Madeline Pulliam, a Trevecca freshman, was sitting in her car in front of Georgia Hall, thinking she only had to grab a few more days’ worth of clothes before heading her way back home in Kentucky. Moments later, she found out she wouldn’t be returning to campus for the rest of the semester.
“I realized my life would go from getting to see everyone and hang out anytime I want, every time I wanted to, to having to go back home and being ripped apart from everybody and it not being that easy anymore,” said Pulliam.
Students, and faculty and staff, are dealing with the reality of shifting from living in community to online classes, meetings and activities. Trevecca, on March 17, announced the semester would be finished online because of guidance from government officials about how to handle the COVID-19 pandemic.
Friendships, and romantic relationships, require creativity to thrive during this time.
“I was super sad that I was not going to be able to see Kristen,” said Trevecca freshman Riley Anderson about his girlfriend, Kristen Jones, a Trevecca freshman.

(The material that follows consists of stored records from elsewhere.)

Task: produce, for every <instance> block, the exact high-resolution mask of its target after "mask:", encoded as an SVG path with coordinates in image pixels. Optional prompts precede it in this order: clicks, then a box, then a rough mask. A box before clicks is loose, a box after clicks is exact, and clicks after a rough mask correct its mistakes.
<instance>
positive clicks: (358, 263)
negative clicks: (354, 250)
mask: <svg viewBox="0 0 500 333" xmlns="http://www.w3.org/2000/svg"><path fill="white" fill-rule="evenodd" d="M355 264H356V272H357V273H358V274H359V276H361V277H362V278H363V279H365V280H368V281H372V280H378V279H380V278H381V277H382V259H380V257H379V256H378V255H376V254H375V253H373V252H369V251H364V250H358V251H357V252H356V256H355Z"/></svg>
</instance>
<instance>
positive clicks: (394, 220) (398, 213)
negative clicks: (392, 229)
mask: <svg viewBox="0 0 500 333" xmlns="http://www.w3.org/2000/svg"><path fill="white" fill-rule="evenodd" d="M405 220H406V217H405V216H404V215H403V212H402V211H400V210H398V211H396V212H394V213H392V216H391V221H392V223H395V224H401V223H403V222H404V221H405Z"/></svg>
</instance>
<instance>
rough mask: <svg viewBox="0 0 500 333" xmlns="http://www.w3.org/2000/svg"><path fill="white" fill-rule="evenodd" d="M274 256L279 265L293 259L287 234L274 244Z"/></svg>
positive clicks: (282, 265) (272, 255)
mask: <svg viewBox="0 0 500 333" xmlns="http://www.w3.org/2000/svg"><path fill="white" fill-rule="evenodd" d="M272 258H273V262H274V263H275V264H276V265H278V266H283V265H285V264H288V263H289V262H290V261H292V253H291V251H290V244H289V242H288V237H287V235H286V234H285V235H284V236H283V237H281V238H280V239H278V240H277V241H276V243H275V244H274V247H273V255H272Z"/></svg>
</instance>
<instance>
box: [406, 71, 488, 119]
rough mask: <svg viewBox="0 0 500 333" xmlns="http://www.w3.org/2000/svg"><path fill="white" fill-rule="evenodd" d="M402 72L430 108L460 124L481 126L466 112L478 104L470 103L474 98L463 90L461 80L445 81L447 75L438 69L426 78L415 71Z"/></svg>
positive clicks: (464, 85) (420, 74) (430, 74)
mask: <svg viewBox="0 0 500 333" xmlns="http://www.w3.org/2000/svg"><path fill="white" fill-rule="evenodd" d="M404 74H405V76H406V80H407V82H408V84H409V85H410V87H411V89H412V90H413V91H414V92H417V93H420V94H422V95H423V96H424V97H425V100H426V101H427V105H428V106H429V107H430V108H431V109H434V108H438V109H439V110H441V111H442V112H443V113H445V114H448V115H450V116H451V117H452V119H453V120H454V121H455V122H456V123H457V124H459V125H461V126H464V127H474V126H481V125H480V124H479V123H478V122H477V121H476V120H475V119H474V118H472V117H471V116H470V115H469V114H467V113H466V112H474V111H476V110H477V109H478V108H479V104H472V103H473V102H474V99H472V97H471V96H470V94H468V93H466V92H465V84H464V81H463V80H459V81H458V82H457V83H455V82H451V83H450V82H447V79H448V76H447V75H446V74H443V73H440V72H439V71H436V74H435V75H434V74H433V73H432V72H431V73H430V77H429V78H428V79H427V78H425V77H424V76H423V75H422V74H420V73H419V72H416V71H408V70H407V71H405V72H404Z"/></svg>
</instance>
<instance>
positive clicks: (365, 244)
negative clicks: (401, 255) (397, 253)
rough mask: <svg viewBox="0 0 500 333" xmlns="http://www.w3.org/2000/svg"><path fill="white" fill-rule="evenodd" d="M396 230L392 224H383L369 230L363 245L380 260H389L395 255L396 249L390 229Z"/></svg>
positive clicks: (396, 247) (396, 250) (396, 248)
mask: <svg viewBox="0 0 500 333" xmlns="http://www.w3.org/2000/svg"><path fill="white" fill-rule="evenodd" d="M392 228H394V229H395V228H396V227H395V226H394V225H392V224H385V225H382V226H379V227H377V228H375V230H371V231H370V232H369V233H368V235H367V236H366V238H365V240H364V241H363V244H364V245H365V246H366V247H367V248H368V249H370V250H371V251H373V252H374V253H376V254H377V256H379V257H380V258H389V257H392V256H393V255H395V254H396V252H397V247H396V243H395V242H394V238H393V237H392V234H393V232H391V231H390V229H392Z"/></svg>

The pair became official early in this 2020 semester. “She’s been an awesome part of my life and living in a completely different state is pretty hard.”
Others have found socially distant ways to date.
“We had a picnic outside and sat six feet away from each other,” said Trevecca sophomore Emma Colley, as she continues to date with social distancing in mind.
Trevecca staff is mourning the fact that because the decision to move to remote classes was made over spring break, they didn’t get to say goodbye to students.
“For us as staff, even though we’ll be able to connect in some ways, we didn’t get to say goodbye [to our students],” said Megan McGhee, director of new student programs.
For instance, LINK groups, for the Life Calling and Purpose course in the fall, typically meet up once more in the spring to catch up with their mentors, peer mentors, and peers but that will no longer be happening this spring as students will not be returning on campus.
“I have been in touch with all the mentors and peer mentors, encouraging them to reach out with their groups virtually,” said McGhee. “I’m really encouraging our mentors and peer mentors to find creative ways because we won’t have the opportunity to maybe meet in person again but to encourage those leaders to think of ways to still be touching base with you all as freshmen.”
Professors have found creative ways in keeping in touch with their students through technology.
“I have set up a private Facebook page; I don’t force any of [the students] to be in it. I have invited all the students in the [Intro to Biblical Faith] class to send me a friend request on Facebook and when they do, I send them an invite them to that page,” said Michael Jackson, associate religion professor. “Every day or every other day, I upload a video and just sort of tell them what’s going on in my life, ask them how they’re doing, or anything at all. I’ve also encouraged them to upload videos themselves.”
In spite of challenges, McGhee said she’s been impressed with every aspect of the community at Trevecca.
“I think we have seen not only faculty, staff, and administration really step up in an incredible way which is just great leadership, but we’ve also seen our students really step into this uncertain time and showing up to classes and encouraging one another through social media,” she said. “It’s just so great to see that even though we aren’t in person with one another, the Trevecca spirit and community is continuing to support and influence one another in positive ways.”